When a (Kafka-based) consumer group contains many members, group metadata records (in the __consumer-offsets topic) may happen to be quite large.
Increasing the message.max.bytes makes storing these records possible.
Loading them when a broker restart is done via doLoadGroupsAndOffsets. However, this method relies on the offsets.load.buffer.size configuration to create a buffer that will contain the records being loaded.
If a group metadata record is too large for this buffer, the loading method will get stuck trying to load records (in a tight loop) into a buffer that cannot accommodate a single record.
For example, if the __consumer-offsets-9 partition contains a record smaller than message.max.bytes but larger than offsets.load.buffer.size, logs would indicate the following:
But logs will never contain the expected Finished loading offsets and group metadata from ... line.

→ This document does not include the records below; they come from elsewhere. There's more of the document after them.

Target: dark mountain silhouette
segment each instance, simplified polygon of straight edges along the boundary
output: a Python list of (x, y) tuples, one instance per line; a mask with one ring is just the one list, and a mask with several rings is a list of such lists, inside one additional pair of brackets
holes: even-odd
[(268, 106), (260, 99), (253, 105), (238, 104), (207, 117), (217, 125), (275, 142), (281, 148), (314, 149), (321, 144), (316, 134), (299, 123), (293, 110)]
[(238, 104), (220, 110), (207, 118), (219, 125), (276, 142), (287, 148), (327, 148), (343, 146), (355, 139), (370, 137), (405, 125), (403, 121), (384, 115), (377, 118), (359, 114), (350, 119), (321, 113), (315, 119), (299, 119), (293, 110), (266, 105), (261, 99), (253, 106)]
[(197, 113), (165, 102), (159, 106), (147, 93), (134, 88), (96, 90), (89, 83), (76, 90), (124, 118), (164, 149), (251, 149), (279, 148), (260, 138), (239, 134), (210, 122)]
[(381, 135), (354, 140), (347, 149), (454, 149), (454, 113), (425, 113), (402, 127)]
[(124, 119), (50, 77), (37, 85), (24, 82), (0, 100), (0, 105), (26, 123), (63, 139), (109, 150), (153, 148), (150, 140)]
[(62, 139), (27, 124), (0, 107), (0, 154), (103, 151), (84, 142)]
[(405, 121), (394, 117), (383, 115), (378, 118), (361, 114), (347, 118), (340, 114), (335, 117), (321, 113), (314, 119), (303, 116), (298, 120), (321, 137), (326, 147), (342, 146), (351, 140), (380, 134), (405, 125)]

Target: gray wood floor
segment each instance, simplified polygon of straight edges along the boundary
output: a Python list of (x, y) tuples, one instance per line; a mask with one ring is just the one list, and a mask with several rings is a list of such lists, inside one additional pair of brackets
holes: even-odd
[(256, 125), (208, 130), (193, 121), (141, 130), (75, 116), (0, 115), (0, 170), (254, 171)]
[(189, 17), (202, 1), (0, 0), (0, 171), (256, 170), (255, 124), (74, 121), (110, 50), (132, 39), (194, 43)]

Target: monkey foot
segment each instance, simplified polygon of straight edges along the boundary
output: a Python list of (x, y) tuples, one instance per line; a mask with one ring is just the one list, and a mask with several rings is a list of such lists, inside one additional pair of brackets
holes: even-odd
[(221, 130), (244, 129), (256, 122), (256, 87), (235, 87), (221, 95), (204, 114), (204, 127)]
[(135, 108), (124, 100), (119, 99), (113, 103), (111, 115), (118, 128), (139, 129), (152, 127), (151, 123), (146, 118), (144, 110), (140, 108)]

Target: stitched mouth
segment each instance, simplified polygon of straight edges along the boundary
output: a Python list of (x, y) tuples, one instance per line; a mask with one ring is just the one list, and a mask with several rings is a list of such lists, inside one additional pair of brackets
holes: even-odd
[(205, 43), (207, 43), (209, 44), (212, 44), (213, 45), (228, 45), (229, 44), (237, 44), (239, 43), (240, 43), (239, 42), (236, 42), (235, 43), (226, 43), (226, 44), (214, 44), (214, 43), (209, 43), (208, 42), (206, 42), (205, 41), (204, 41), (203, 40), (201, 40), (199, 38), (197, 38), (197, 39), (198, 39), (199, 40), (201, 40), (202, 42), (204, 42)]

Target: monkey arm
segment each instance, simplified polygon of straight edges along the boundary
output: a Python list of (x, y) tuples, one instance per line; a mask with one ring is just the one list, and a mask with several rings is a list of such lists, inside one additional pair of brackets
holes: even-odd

Consumers whose group are assigned to this partition will see Marking the coordinator dead and will never be able to stabilize and make progress.
From what I could gather in the code, it seems that:
- fetchDataInfo returns at least one record (even if larger than offsets.load.buffer.size, thanks to minOneMessage = true)
- No fully-readable record is stored in the buffer with fileRecords.readInto(buffer, 0) (too large to fit in the buffer)
- memRecords.batches returns an empty iterator
- currOffset never advances, hence loading the partition hangs forever.
It would be great to let the partition load even if a record is larger than the configured offsets.load.buffer.size limit. The fact that minOneMessage = true when reading records seems to indicate it might be a good idea for the buffer to accommodate at least one record.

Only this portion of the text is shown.